Shareholders have filed another securities-fraud suit against Fidelity Holdings Inc. and three present or former officers, accusing the company of making false and misleading statements to sell stock, with the proceeds used to acquire assets for its automobile dealership division.
The alleged misrepresentations appeared in 1999 press releases and documents filed with the Securities and Exchange Commission, according to the complaint in U.S. District Court in Brooklyn, N.Y. Fidelity is based in Kew Gardens, N.Y.
The plaintiffs also allege that Chairman Bruce Bendell, former CEO Doron Cohen and CFO Richard Feinstein illegally used nonpublic, insider information to sell millions of dollars worth of their own stock.
Fidelity's retail dealership division, Major Automotive, handles 12 franchises at eight locations and has several more acquisitions pending.
Division Vice President Mordechai Book said the company will try to consolidate the case with about a dozen previously filed securities cases. 'I don't believe this is a case we can lose,' Book said, but he said that a settlement is possible.
In a written statement, Fidelity criticized the securities fraud claims as being 'wholly without merit.'
He called them 'an outgrowth of the decline in valuations of certain technology sectors since April and various false and defamatory messages concerning the company that have appeared on Internet message boards during the past several months.'
On Nov. 13, the company announced plans to 'focus its activities exclusively on Major Automotive' and divest all nonautomotive operations. The company said it's actively seeking buyers for those operations.

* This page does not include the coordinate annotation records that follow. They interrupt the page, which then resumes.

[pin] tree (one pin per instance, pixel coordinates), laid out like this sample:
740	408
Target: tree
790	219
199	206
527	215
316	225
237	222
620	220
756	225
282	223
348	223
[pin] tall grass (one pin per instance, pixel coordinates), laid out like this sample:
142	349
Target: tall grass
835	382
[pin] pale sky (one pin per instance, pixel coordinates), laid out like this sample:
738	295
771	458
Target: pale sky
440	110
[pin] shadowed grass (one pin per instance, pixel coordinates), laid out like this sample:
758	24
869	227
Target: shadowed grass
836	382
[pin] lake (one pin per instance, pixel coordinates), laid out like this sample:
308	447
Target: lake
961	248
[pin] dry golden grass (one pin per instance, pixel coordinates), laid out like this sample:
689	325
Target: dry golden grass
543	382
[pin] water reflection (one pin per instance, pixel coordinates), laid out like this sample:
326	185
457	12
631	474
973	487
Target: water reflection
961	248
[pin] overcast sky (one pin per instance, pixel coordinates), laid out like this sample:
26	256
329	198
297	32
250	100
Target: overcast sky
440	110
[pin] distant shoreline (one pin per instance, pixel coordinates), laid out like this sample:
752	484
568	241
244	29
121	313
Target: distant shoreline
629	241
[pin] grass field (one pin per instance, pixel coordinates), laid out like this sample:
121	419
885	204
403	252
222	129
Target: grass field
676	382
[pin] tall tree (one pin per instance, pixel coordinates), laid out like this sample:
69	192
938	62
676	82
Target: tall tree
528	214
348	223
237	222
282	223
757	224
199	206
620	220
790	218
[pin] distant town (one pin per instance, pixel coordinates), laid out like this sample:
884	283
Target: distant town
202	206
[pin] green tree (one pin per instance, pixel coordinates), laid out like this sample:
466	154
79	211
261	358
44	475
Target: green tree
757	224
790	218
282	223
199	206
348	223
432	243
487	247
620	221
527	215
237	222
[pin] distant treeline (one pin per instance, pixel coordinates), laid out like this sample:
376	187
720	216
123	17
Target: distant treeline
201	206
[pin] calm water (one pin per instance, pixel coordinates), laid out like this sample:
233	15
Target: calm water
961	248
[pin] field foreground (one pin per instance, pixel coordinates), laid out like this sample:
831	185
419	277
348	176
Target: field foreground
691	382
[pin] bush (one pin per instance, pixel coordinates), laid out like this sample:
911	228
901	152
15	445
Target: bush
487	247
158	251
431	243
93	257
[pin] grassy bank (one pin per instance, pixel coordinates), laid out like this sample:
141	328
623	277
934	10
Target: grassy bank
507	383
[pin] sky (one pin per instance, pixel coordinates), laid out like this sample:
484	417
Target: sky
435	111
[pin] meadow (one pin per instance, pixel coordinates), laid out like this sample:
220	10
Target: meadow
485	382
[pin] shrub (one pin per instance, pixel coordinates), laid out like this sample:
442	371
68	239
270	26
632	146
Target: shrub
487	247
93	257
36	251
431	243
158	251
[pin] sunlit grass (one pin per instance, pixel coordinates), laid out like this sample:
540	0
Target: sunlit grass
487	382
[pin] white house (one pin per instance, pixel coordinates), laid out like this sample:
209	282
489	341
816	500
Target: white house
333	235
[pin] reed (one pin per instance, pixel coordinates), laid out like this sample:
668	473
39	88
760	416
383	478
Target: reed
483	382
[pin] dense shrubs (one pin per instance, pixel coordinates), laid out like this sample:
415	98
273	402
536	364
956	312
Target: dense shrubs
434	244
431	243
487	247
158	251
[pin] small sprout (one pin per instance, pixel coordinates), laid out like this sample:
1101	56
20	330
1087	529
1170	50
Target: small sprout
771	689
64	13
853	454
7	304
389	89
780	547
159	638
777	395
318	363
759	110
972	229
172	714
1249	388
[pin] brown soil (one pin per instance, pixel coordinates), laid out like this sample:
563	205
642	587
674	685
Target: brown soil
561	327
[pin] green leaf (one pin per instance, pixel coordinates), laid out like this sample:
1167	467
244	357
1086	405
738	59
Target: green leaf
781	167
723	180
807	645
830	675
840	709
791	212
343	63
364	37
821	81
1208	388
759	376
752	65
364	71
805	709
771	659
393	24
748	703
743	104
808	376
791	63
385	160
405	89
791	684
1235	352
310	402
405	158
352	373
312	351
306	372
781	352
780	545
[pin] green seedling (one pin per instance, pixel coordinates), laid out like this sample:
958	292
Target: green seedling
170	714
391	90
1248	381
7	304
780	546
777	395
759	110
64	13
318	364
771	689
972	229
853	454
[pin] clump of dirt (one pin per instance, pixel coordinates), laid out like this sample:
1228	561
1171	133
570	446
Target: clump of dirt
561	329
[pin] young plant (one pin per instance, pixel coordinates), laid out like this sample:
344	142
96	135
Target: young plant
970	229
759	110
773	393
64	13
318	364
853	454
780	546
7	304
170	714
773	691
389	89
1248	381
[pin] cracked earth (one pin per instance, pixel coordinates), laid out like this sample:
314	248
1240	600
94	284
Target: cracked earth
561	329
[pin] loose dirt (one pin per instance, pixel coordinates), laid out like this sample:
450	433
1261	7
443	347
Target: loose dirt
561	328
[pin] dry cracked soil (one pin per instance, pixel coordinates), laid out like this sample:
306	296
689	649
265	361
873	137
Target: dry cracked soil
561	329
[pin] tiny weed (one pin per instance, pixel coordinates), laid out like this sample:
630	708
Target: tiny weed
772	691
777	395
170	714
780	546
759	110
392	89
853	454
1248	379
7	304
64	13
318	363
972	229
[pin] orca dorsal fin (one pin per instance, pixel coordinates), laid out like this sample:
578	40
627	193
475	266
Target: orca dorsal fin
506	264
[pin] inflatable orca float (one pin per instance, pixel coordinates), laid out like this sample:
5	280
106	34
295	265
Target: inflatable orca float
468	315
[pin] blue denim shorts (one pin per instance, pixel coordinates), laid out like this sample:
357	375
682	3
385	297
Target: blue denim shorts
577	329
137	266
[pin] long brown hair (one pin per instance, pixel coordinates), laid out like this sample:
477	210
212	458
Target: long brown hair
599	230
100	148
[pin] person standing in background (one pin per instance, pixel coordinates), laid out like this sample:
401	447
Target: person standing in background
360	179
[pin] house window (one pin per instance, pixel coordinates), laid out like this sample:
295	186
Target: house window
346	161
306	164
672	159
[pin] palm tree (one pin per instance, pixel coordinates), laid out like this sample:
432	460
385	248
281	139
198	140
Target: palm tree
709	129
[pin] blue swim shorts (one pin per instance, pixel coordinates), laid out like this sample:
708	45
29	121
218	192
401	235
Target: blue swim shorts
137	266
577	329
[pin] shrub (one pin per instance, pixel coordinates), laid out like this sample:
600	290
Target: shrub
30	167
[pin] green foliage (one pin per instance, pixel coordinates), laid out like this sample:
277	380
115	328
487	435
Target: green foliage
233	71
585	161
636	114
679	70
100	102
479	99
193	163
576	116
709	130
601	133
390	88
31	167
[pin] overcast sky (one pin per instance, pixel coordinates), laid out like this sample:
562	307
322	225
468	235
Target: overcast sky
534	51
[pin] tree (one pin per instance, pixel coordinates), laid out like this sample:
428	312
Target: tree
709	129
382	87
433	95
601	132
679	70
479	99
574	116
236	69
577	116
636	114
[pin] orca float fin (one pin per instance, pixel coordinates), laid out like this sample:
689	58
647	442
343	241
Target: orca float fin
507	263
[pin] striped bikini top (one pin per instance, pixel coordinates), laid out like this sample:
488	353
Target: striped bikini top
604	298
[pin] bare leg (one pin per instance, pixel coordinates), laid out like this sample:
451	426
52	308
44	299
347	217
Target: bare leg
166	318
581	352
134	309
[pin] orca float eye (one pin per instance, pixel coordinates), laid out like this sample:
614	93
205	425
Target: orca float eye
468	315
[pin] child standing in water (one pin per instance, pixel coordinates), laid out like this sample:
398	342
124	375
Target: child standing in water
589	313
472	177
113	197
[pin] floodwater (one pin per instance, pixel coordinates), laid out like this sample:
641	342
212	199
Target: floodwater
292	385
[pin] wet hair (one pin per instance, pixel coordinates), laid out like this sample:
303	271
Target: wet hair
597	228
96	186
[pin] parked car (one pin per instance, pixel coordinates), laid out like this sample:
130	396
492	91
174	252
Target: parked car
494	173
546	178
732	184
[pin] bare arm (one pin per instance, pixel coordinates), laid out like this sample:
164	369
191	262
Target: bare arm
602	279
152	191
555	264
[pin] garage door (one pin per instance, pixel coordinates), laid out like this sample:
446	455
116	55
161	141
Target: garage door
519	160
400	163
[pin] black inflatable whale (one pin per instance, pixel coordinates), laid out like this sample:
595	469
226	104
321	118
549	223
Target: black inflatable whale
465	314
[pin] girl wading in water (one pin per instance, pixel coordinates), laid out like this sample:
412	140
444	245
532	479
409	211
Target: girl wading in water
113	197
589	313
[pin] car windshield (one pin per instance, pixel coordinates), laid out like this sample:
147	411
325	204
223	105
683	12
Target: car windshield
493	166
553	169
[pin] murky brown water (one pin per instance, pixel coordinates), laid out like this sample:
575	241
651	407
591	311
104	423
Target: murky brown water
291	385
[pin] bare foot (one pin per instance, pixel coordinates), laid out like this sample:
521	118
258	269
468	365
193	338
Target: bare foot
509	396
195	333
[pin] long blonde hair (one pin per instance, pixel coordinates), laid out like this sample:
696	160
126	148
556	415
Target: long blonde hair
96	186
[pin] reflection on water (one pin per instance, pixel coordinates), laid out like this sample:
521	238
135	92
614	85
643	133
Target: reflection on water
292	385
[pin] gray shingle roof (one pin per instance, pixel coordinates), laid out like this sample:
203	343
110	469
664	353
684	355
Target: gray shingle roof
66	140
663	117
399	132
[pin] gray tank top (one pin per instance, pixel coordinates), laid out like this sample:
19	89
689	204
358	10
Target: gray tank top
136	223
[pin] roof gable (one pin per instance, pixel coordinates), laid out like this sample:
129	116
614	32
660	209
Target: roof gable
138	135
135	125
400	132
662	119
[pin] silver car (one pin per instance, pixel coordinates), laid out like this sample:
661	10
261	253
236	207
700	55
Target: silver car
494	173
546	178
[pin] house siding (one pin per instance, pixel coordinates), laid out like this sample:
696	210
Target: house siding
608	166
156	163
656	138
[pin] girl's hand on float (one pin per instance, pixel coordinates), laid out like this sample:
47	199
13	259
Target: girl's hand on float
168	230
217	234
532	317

In the announcement, Bendell, who also is CEO, said: 'Major Automotive has grown rapidly even as a portion of our cash resources and management time have been utilized for our technology division. Management has proven that it has the talent and expertise necessary to successfully run a diverse multiline automotive business.'
The investors' suit claims that the misconduct by the company and its officers caused the price of stock on the Nasdaq exchange to drop from as high as $20 to as low as $2 a share between June 1999 and May 2000.
It alleges that the company made efforts to 'manipulate and artificially inflate the price' of common stock so that the stock could be used to acquire other dealerships.
Many of the claims involve statements about operations, investments, finances and profit prospects for Fidelity's technology subsidiary, Computer Business Sciences Inc.
The suit seeks an undetermined amount of damages, and one of the plaintiffs' lawyers, Howard Longman of New York, said there is no estimate yet of the amount investors may have lost in that 11-month period.